Harriet settled in well and did her job efficiently, eating all the slugs. She slept in an old compost bag in the garden, to which I added some dried leaves to make a bed for her. One day, sitting on the sofa with my legs stretched out, I felt something touching my bare toes. It was Harriet, examining them. She had come in through the cat flap.

She ran off when I moved, and I thought no more about it, until a few nights later, in the early hours, I heard an awful noise coming from the landing. It was Harriet. She had come in again, climbed the stairs, and then started shrieking at the top of her voice.

When she saw me, she panicked and ran into the airing cupboard, where she hid behind the hot water tank. I couldn’t get her out, so I went back to bed. The next morning, I put her compost sack in the airing cupboard. By the afternoon she was in it, and I carried her back into the garden so she could continue her slug patrol.

However, cosy as her sack was, she found the airing cupboard cosier, and was soon back behind the boiler. And there she slept for the next two years. I left water for her and a little dried cat food, though the latter wasn’t really necessary as she would go out and tackle the slugs. I would meet her on the stairs from time to time.

Once, one hot summer, I was away for a few days, leaving the Velux windows in my attic bedroom open slightly. When I got back, my bedroom floor was covered in dead wasps – they had come in, couldn’t find their way out again, and died from the heat and dehydration. What I really wanted was a cup of tea, so I left them for the time being. When I returned, they had gone – I suspect Harriet had eaten them.

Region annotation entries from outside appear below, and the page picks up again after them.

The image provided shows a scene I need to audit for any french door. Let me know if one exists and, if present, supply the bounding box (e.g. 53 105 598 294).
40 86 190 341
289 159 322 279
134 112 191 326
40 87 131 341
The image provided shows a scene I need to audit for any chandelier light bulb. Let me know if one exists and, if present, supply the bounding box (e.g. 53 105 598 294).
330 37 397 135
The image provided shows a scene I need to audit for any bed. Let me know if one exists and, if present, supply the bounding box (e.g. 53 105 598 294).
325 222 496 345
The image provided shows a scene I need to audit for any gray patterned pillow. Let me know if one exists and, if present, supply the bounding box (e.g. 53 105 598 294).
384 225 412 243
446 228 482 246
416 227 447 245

Two years after she arrived, I went travelling and had to take her back to the vet. I explained that she’d had a very comfortable time in the airing cupboard and I would be grateful if she could be found an equally comfortable new home. Maybe she found a Henry hedgehog and raised some hoglets.

Although she was never a pet in the sense of liking being cuddled, or climbing on to my lap, she was a big part of my life. Harriet the hedgehog still has a corner of my heart.